Le sociologue et démographe observe, dans un entretien au « Monde », que s’il n’y a jamais eu autant d’immigrés en France, ce phénomène n’est selon lui que l’effet banal de la mondialisation.

François Héran, le 4 février 2010 à Paris dans son bureau.
François Héran, le 4 février 2010 à Paris dans son bureau. PATRICK KOVARIK / AFP

François Héran est titulaire de la chaire Migrations et sociétés au Collège de France. Il explique que l’augmentation de la part des immigrés dans la population est un phénomène commun au monde occidental.

La droite a beaucoup axé sa campagne sur l’immigration. Certains crient au « grand remplacement ». Cela correspond-il à la réalité ?

En 2021, les préfectures ont délivré 272 000 premiers titres de séjour à des étrangers hors Union européenne. Si l’on enlève la migration saisonnière, cela fait 265 000, soit 0,4 % de population supplémentaire, dont il faut défalquer les départs et les décès. Nous sommes sous la moyenne européenne et sous la moyenne de l’OCDE. Les chiffres absolus maniés dans le débat public n’ont aucun sens, il faut raisonner en proportion, comme on le fait désormais pour les statistiques de santé publique. Même chose pour les demandes d’asile : de 2014 à 2020, l’Union européenne élargie en a enregistré 5,6 millions. C’est impressionnant à première vue, mais pour un ensemble de 524 millions d’habitants, cela augmente la population de 1,1 % en sept ans, si l’on fait l’hypothèse que tous les déboutés restent. En France, la proportion est de 1 %. Rien à voir avec une « invasion ».
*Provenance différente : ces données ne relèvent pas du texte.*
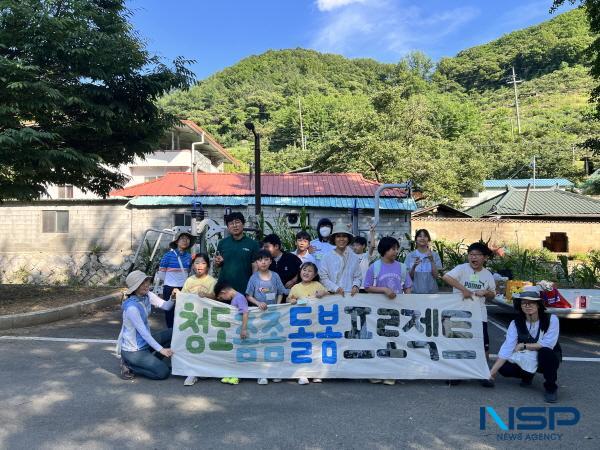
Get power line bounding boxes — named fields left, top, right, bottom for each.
left=507, top=66, right=523, bottom=134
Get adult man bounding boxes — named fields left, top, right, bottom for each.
left=263, top=234, right=302, bottom=289
left=214, top=212, right=259, bottom=292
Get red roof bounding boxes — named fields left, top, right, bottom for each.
left=110, top=172, right=406, bottom=197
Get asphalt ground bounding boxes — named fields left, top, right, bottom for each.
left=0, top=306, right=600, bottom=449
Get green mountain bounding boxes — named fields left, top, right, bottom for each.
left=161, top=10, right=600, bottom=204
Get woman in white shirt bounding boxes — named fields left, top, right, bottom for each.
left=490, top=291, right=561, bottom=403
left=319, top=224, right=363, bottom=296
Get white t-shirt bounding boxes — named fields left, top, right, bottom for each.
left=446, top=263, right=496, bottom=322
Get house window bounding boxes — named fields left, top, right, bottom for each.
left=58, top=184, right=73, bottom=198
left=42, top=211, right=69, bottom=233
left=542, top=233, right=569, bottom=253
left=173, top=213, right=192, bottom=227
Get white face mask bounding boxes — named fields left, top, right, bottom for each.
left=319, top=227, right=331, bottom=237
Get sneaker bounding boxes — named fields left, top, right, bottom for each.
left=183, top=376, right=198, bottom=386
left=544, top=391, right=558, bottom=403
left=120, top=358, right=135, bottom=381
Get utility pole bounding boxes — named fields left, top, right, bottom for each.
left=298, top=97, right=306, bottom=150
left=507, top=66, right=523, bottom=134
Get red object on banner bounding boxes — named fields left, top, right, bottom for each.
left=540, top=288, right=572, bottom=308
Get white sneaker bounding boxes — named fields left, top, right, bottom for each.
left=183, top=377, right=198, bottom=386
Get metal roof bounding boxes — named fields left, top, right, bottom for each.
left=483, top=178, right=574, bottom=189
left=129, top=195, right=417, bottom=211
left=465, top=189, right=600, bottom=217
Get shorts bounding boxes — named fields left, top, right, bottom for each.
left=482, top=322, right=490, bottom=352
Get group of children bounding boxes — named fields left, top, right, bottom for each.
left=119, top=219, right=495, bottom=385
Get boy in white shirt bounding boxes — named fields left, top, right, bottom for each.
left=442, top=242, right=496, bottom=358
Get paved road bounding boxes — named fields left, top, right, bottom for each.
left=0, top=307, right=600, bottom=449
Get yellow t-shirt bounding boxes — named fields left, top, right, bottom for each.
left=181, top=275, right=217, bottom=297
left=289, top=281, right=327, bottom=298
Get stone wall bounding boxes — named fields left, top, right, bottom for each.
left=412, top=217, right=600, bottom=254
left=0, top=200, right=410, bottom=285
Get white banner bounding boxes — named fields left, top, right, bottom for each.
left=171, top=294, right=490, bottom=379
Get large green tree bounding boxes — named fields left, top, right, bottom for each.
left=0, top=0, right=193, bottom=200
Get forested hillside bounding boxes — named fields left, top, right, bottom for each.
left=161, top=10, right=600, bottom=204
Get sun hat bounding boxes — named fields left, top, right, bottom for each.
left=169, top=231, right=196, bottom=249
left=513, top=290, right=545, bottom=311
left=331, top=223, right=354, bottom=241
left=125, top=270, right=152, bottom=295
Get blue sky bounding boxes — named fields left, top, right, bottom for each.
left=128, top=0, right=568, bottom=79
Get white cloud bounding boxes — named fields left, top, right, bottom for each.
left=312, top=0, right=479, bottom=57
left=317, top=0, right=365, bottom=11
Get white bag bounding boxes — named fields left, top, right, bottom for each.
left=508, top=350, right=537, bottom=373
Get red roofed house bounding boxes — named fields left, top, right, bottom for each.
left=0, top=121, right=416, bottom=284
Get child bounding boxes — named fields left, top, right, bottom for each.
left=352, top=227, right=375, bottom=289
left=319, top=224, right=362, bottom=297
left=365, top=236, right=412, bottom=386
left=442, top=242, right=496, bottom=366
left=294, top=231, right=317, bottom=264
left=246, top=250, right=288, bottom=311
left=288, top=262, right=328, bottom=305
left=173, top=253, right=217, bottom=300
left=288, top=262, right=328, bottom=384
left=246, top=250, right=288, bottom=384
left=215, top=281, right=248, bottom=384
left=158, top=231, right=196, bottom=328
left=117, top=270, right=174, bottom=380
left=173, top=253, right=217, bottom=386
left=309, top=217, right=335, bottom=269
left=404, top=229, right=442, bottom=294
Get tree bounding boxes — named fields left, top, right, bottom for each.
left=0, top=0, right=193, bottom=200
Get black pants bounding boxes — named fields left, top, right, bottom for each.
left=499, top=347, right=560, bottom=392
left=163, top=284, right=183, bottom=328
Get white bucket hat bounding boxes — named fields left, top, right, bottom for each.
left=125, top=270, right=152, bottom=295
left=331, top=223, right=354, bottom=242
Nous savons tous que, à l’échelle locale, les immigrés et leurs enfants peuvent représenter la majorité de la population : les données du recensement l’attestent. Mais les écarts sont considérables entre le centre-ouest du pays et le nord-est de l’Ile-de-France. Ces phénomènes de concentration s’observent dans tout le monde occidental.

Il est vrai qu’il n’y a jamais eu autant d’immigrés en France. La part de l’immigration dans la population est passée de 7,3 % en 2000 à 10 % aujourd’hui. Si l’on regarde sur deux générations, l’immigration représente un quart de la population. D’après le dernier recensement, 44 % des immigrés sont nés au Maghreb et en Afrique subsaharienne, contre 20 % dans les années 1970 et 1980. Il y a une infusion durable et il ne faut pas s’en étonner. On le retrouve dans les pays voisins. C’est même davantage dans des pays comme l’Allemagne ou les Pays-Bas. C’est une réalité banale.

Que peut faire le politique face à cette réalité ?

Dans le domaine des migrations ordinaires, celles qui progressent chaque année au gré des mariages, des contrats de travail, des études, la capacité d’action des politiques est très limitée. Depuis qu’on a interdit l’immigration de travail en 1974, ce n’est plus le marché qui dicte les flux mais essentiellement la mise en œuvre des droits : la liberté d’épouser une étrangère ou un étranger, le droit d’asile, le droit de vivre en famille… Les sept lois votées sur l’immigration en quinze ans ont contenu les flux mais ne les ont pas réduits. Une idée fausse très répandue consiste à croire que l’immigration illégale est l’ennemie de l’immigration légale. La dernière enquête Elipa menée par le ministère de l’intérieur a montré que 40 % des personnes ayant obtenu un titre de séjour en 2018 en raison de liens familiaux étaient déjà sur le territoire français il y a neuf ans. Une bonne partie des « réguliers » sont passés par des périodes d’irrégularité.

L’obsession politique correspond-elle à une préoccupation des Français ?

Les deux phénomènes s’avivent mutuellement. Sur les douze heures de débats organisés entre les prétendants à l’investiture Les Républicains en novembre 2021, cinq ont porté sur l’immigration ou sur la sécurité, soit plus de 40 % du temps, alors que la première préoccupation des Français était le recul du pouvoir d’achat. La surenchère d’Eric Zemmour sur Marine Le Pen dans ce domaine a joué à plein. J’observe que, dans l’enquête « Fractures françaises » de septembre 2020, menée après l’expérience du premier confinement, la part des Français qui considèrent que « les immigrés en général ne font pas d’efforts pour s’intégrer » a reculé pour la première fois depuis 2013, passant de 60 % à 50 %. Une partie du public s’est rendu compte que les immigrés occupaient plus qu’à leur tour des emplois « essentiels » pour la continuité de la vie économique et sociale. Cela reste élevé, bien sûr, mais les résultats varient de 40 % pour les électeurs de gauche à 95 % pour les électeurs d’extrême droite. Les jugements sur la place des immigrés dans la société sont d’abord des jugements politiques.